Hagel machte die Wirtschaft zum klaren Schwerpunkt. „Das Dach ist bereits am Brennen“, warnte er mit Blick auf die Industriekrise. Auf Partner wie die USA sei kein Verlass mehr, gleichzeitig dränge China mit subventioniertem „Kruscht“ auf die Märkte – das sei eine „Kampfansage an den Standort Baden-Württemberg“.
Als Ministerpräsident hätte er drei Prioritäten: „Wirtschaft, Wirtschaft und Wirtschaft.“ Dabei trage Baden-Württemberg auch eine Verantwortung, den Klimawandel aufzuhalten. Dieser müsse aber mit wirtschaftlichem Aufschwung einhergehen. Beides erreiche man nicht durch Verbote, sondern durch ein klar formuliertes politisches Ziel und verschiedene Wege zum Ziel.
Der Landkreis Ludwigsburg sei das industrielle Herz des Landes, sagte Hagel nach der Rede im Pressegespräch. „Hier treffen viele unserer Probleme aufeinander, aber hier liegen auch die Chancen für die Zukunft.“
Der Wohlstand sei in Gefahr, sagte Hagel – und alle Parteien der Mitte trügen Verantwortung. In guten Jahren habe Politik zu oft nach dem Prinzip „Wo geht noch ein bisschen mehr?“ gehandelt. Nun müsse wieder klar werden: Wohlstand fällt nicht vom Himmel, er wird erarbeitet.
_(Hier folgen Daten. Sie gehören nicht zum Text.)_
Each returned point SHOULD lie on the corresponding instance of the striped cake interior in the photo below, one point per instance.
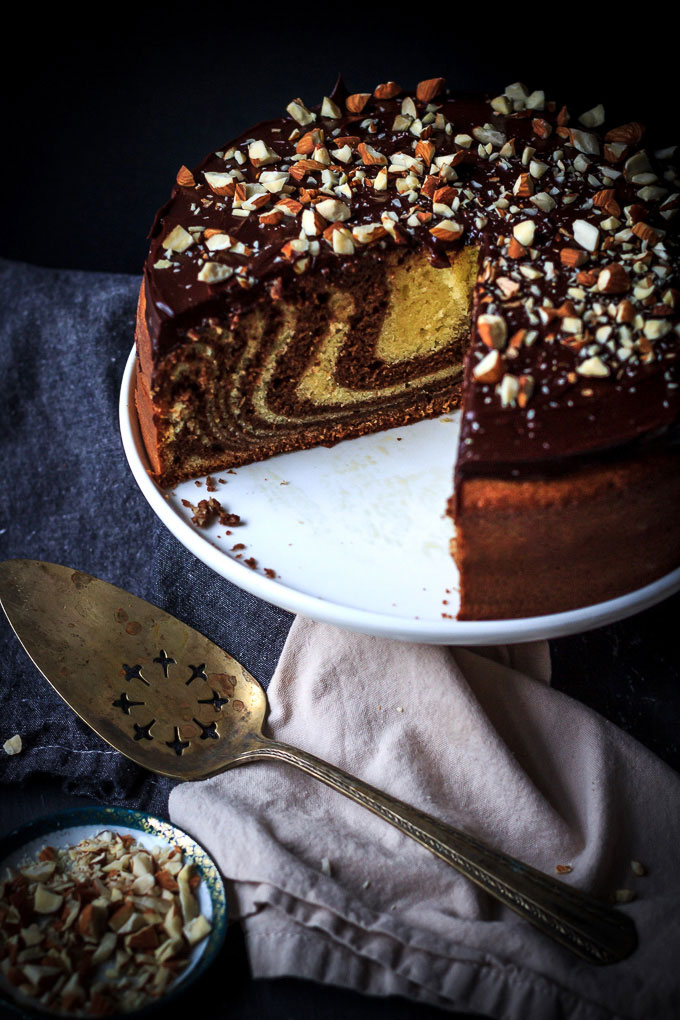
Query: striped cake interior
(327, 362)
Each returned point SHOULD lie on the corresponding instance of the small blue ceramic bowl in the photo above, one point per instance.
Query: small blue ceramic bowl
(68, 827)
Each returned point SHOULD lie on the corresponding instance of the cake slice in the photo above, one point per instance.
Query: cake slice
(389, 256)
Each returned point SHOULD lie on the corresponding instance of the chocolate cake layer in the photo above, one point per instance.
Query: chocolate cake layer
(323, 274)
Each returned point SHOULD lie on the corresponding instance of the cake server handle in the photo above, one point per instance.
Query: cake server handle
(592, 929)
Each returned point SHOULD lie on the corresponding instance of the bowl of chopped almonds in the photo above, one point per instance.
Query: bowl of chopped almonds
(104, 911)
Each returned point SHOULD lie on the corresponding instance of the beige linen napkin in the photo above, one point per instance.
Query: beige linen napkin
(328, 891)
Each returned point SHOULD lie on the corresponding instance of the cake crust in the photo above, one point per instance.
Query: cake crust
(277, 312)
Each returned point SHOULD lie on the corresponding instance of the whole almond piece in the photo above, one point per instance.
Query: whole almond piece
(185, 177)
(490, 369)
(629, 134)
(386, 91)
(613, 279)
(356, 103)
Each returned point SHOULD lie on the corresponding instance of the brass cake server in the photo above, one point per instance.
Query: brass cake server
(176, 704)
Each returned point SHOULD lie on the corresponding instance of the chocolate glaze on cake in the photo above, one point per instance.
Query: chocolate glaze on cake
(573, 355)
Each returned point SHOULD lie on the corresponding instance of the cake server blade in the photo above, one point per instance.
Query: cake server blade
(176, 704)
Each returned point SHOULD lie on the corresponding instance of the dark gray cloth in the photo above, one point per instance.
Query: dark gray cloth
(67, 496)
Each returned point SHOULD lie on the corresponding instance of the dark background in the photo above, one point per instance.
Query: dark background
(103, 105)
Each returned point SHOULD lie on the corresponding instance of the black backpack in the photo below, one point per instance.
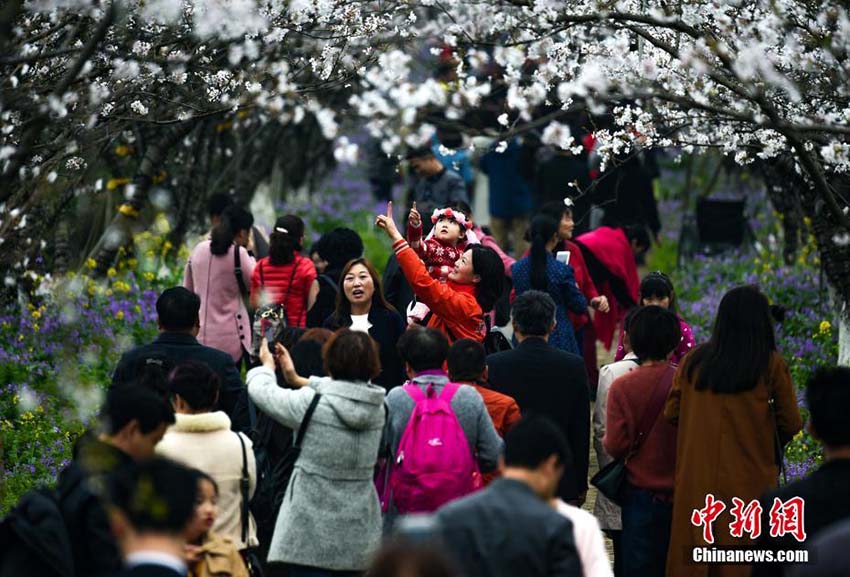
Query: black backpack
(34, 539)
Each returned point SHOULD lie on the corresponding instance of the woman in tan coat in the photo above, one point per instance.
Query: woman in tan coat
(726, 445)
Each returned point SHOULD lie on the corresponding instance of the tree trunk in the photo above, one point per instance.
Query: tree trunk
(119, 232)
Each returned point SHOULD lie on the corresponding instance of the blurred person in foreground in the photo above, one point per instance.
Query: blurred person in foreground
(509, 528)
(132, 421)
(735, 406)
(637, 432)
(177, 311)
(152, 505)
(547, 381)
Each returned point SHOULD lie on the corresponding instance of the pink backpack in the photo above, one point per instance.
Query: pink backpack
(433, 464)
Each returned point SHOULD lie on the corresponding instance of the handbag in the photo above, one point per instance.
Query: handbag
(610, 480)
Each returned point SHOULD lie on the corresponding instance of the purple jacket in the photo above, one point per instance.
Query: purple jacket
(225, 324)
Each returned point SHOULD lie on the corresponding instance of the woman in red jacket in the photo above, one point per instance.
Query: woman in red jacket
(285, 277)
(458, 306)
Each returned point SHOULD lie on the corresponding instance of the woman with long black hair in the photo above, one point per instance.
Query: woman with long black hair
(217, 270)
(735, 407)
(542, 271)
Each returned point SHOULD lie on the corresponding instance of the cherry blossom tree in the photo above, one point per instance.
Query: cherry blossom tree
(761, 81)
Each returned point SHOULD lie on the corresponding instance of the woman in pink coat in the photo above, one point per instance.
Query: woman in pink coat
(211, 273)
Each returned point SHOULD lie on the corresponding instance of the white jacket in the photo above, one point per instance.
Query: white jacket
(205, 442)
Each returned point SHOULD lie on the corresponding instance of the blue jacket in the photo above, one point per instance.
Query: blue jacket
(563, 290)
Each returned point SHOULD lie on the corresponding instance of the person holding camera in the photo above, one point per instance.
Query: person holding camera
(330, 520)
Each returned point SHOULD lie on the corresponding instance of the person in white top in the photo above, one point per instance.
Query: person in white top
(605, 510)
(361, 306)
(590, 543)
(201, 438)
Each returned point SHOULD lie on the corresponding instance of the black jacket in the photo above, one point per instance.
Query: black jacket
(826, 500)
(325, 303)
(178, 347)
(34, 540)
(506, 530)
(550, 382)
(80, 489)
(396, 288)
(387, 328)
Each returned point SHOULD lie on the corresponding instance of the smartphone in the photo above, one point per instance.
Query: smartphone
(267, 331)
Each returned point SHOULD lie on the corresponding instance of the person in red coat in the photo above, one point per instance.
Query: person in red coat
(458, 306)
(285, 277)
(610, 255)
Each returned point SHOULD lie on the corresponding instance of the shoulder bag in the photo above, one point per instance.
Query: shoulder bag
(611, 479)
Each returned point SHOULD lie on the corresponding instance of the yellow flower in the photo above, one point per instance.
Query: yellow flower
(114, 183)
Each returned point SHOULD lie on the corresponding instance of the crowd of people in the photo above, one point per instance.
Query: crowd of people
(389, 433)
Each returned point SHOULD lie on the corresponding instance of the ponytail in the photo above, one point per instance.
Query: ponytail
(543, 228)
(233, 220)
(285, 239)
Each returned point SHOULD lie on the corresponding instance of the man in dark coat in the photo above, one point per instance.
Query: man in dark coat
(510, 528)
(153, 502)
(134, 420)
(177, 312)
(547, 381)
(824, 493)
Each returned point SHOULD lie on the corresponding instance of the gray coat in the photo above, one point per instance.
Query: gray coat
(330, 517)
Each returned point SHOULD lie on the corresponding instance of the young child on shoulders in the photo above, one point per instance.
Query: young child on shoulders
(207, 553)
(656, 288)
(449, 238)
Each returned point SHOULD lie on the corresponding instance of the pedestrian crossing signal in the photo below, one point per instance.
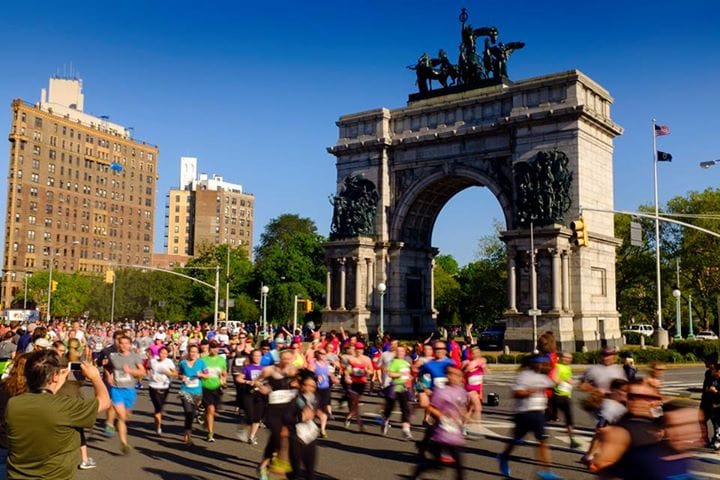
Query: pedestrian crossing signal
(579, 237)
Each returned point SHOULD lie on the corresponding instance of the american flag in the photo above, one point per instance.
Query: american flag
(661, 130)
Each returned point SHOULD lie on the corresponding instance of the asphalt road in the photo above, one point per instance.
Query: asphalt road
(347, 454)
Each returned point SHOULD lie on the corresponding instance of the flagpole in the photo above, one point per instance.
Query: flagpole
(659, 337)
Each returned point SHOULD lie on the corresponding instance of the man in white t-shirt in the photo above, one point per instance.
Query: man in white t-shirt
(530, 404)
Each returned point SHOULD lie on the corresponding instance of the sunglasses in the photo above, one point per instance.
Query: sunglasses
(644, 396)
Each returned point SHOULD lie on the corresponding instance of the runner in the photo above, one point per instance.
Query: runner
(126, 368)
(530, 405)
(475, 369)
(562, 393)
(161, 369)
(253, 402)
(400, 373)
(447, 407)
(359, 366)
(324, 372)
(191, 371)
(279, 384)
(212, 385)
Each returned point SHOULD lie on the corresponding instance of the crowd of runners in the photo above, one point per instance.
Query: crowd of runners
(283, 382)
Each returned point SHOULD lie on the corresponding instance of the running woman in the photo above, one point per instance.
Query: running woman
(400, 373)
(475, 369)
(359, 366)
(191, 371)
(280, 385)
(325, 380)
(253, 402)
(212, 384)
(161, 369)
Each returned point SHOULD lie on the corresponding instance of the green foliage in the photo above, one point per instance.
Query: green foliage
(290, 261)
(698, 348)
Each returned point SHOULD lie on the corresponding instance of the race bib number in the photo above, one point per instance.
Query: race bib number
(281, 396)
(440, 382)
(475, 379)
(537, 402)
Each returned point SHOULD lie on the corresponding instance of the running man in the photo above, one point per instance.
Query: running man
(126, 368)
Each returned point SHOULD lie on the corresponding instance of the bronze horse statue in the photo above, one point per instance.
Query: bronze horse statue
(426, 71)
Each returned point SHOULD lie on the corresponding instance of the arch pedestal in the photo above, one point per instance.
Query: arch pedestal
(421, 155)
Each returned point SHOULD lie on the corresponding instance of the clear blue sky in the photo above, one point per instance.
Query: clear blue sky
(254, 89)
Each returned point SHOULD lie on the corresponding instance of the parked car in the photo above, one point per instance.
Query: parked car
(493, 337)
(640, 328)
(706, 335)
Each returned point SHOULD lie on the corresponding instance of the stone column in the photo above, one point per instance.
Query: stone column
(341, 262)
(368, 281)
(557, 280)
(358, 283)
(328, 288)
(566, 280)
(512, 281)
(432, 283)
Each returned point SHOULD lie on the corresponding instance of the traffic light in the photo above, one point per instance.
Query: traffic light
(579, 236)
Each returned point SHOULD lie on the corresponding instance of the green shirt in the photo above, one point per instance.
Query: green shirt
(401, 366)
(214, 365)
(43, 436)
(564, 374)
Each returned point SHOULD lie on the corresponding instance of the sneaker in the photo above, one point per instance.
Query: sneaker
(88, 464)
(262, 473)
(504, 466)
(545, 475)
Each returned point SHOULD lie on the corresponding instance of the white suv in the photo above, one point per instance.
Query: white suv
(641, 328)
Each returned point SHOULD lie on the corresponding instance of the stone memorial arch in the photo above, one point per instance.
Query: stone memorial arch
(407, 163)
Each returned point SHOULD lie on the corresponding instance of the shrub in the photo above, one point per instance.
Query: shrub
(699, 348)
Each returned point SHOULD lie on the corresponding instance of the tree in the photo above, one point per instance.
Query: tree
(447, 290)
(290, 261)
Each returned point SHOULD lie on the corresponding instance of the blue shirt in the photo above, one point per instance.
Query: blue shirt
(433, 372)
(192, 383)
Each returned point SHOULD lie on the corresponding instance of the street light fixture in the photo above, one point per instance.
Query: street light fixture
(678, 328)
(381, 290)
(708, 163)
(264, 291)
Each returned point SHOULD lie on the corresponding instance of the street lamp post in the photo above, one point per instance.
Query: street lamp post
(264, 290)
(691, 335)
(27, 274)
(381, 289)
(677, 294)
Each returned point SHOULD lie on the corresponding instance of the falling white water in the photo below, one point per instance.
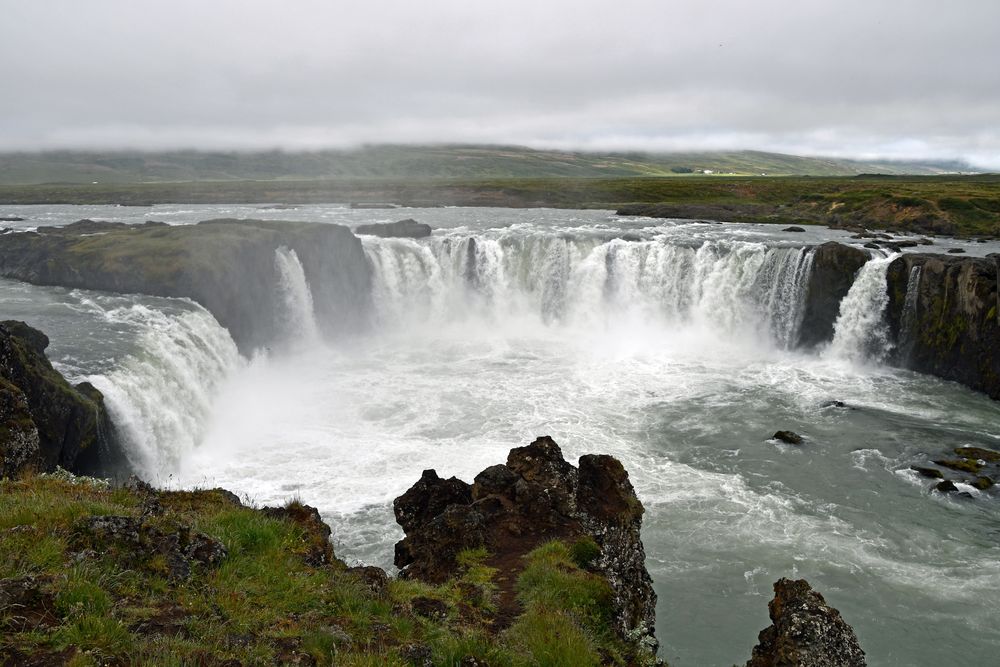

Die CDU müsse offen mit den Herausforderungen umgehen und sie nicht schönreden. Günther Oettinger sprach kurze Zeit später vom „Mut zur Zumutung“ für die Gesellschaft.
Trotz der Lage wandte sich Hagel gegen Pessimismus. „Wir machen Schluss mit dem Abgesang und lassen uns nicht schlechtreden, was wir hier in Baden-Württemberg machen.“ Baden-Württemberg habe beste Voraussetzungen, in Zukunftsbranchen wie Medizintechnik, Krebsforschung und Biotechnologie führend zu sein.
Als Ministerpräsident würde er Politik für die Engagierten machen. „Wir haben viel zu lange nach den ewigen Bruddlern geschaut. Jetzt schauen wir nach denen, die sich im Ehrenamt einbringen und die sich um die Familie kümmern.“
Die deutlichste Kritik an den früheren Landesregierungen äußerte Hagel beim Thema Bildung. Frühkindliche Bildung sei vernachlässigt worden, Haupt- und Realschulen hätten unnötig an Ansehen verloren.
„Die akademische Laufbahn und die berufliche Ausbildung sind gleichwertig“, sagt Hagel. Er stehe zu kostenlosen Universitäten, gleichzeitig sei es eine „himmelschreiende Ungerechtigkeit“, dass Meister- und Technikerprüfungen so teuer sind, dass sich Handwerker und Mechaniker trotz Interesse an Bildung dagegen entscheiden müssen.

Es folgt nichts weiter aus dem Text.